Je suis sortie du cinéma après avoir vu Le diable s’habille en Prada 2 avec une sensation étrange.
Comme si quelque chose venait de refaire surface.
Je n’avais même pas réalisé que le premier film avait déjà vingt ans.
Vingt ans.
Je me suis revue adolescente, puis jeune adulte, fascinée par les magazines, les éditos, les shootings, les émissions télé sur la mode et les médias. Je me suis rappelé le roman acheté en VO lors de mon premier voyage à Londres avec mon lycée, en 2007.

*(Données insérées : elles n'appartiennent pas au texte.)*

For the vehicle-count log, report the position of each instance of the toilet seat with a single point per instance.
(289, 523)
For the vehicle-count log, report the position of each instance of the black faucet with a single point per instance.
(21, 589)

À l’époque, je pensais aimer la mode.
Aujourd’hui, je crois que j’aimais surtout les univers éditoriaux.
Les pages glacées.
Les photographies.
Les couleurs.
La manière dont une image pouvait raconter quelque chose avant même qu’on lise le texte.
Je pouvais passer des heures à feuilleter un magazine sans réellement regarder les vêtements.
Ce que je cherchais, je crois, c’était autre chose :
une atmosphère,
une narration,
une forme de liberté.
L’idée qu’une femme pouvait créer son propre univers.
Ces derniers jours, j’ai acheté plusieurs magazines allemands.
En feuilletant Flow, je suis tombée sur un article consacré à Diane von Fürstenberg.
Quelques pages plus loin, il était aussi question d’une autrice iranienne.
Et je me suis dit en souriant :
Entre Diane von Fürstenberg et l’iranienne, je devais avoir ce magazine entre les mains.
Parce que cette juxtaposition me ressemblait.
D’un côté, une femme qui parle d’indépendance, de création et de liberté.
De l’autre, des récits liés à la mémoire, à l’exil, à l’identité et à la transmission.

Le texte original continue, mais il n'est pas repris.